Infrastructure at your Service

Daniel Westermann

PostgreSQL partitioning (1): Preparing the data set

This is the start of a series about partitioning in PostgreSQL. For this and the following posts I will use PostgreSQL 12 (which currently is in beta) so some stuff might not work if you are on PostgreSQL 11 or even on PostgreSQL 10 when declarative partitioning was introduced. This very first post is only about preparing the data set and I decided to separate this one from the next post because it shows various things around loading data in PostgreSQL and therefore might be useful on its one.

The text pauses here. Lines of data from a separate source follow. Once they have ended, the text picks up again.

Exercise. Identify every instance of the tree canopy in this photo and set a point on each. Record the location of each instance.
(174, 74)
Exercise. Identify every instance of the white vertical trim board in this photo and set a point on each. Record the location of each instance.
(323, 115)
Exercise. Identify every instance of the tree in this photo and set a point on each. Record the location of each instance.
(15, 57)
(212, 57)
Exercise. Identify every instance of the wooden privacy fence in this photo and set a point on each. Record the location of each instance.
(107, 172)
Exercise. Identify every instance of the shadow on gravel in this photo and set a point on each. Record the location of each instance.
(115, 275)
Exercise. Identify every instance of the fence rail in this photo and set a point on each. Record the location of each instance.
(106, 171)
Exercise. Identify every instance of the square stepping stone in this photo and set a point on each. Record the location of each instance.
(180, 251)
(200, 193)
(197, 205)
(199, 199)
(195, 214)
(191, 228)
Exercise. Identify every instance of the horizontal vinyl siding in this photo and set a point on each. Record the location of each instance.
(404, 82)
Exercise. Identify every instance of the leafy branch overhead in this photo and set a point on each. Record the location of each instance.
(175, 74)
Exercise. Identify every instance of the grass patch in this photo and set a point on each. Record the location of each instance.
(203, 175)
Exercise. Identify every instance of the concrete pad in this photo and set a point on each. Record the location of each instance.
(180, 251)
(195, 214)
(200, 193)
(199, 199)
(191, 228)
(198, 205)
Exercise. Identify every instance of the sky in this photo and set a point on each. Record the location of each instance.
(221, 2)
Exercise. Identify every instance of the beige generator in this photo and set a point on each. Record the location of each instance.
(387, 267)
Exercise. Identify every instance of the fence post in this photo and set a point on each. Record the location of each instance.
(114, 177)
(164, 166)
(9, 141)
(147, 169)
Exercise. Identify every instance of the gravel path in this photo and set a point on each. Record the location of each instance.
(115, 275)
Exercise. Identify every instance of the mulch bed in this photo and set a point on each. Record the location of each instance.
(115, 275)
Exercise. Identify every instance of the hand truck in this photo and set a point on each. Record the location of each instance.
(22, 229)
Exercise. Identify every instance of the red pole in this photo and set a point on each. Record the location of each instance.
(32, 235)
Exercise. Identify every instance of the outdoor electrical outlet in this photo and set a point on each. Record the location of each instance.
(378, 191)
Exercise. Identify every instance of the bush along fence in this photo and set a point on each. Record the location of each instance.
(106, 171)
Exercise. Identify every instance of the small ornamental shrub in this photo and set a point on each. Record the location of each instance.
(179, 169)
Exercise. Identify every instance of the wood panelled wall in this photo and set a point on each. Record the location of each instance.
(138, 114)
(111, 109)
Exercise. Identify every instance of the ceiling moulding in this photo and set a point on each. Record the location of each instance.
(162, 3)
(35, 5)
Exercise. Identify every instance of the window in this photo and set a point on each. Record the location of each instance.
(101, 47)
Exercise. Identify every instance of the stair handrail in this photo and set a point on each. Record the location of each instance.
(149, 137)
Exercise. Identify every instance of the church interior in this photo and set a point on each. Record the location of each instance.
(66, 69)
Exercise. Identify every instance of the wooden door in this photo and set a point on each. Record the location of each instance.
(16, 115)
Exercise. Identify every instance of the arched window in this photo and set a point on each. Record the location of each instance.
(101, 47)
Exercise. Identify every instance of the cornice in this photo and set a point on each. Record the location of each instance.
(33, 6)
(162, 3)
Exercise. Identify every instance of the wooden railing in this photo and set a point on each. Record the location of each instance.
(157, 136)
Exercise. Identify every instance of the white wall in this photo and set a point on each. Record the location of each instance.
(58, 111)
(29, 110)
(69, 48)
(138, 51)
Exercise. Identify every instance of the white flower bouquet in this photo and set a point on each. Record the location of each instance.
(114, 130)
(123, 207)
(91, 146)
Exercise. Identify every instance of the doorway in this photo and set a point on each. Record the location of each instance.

When you are looking for free data sets “The home of the U.S. Government’s open data” is a great source. It provides free data sets for research, development or just data you can play with for whatever reason. For the scope of this and the following posts we will use the Traffic violations data set. It contains more the 1.5 millions of rows and is a good starting point for diving into PostgreSQL partitioning.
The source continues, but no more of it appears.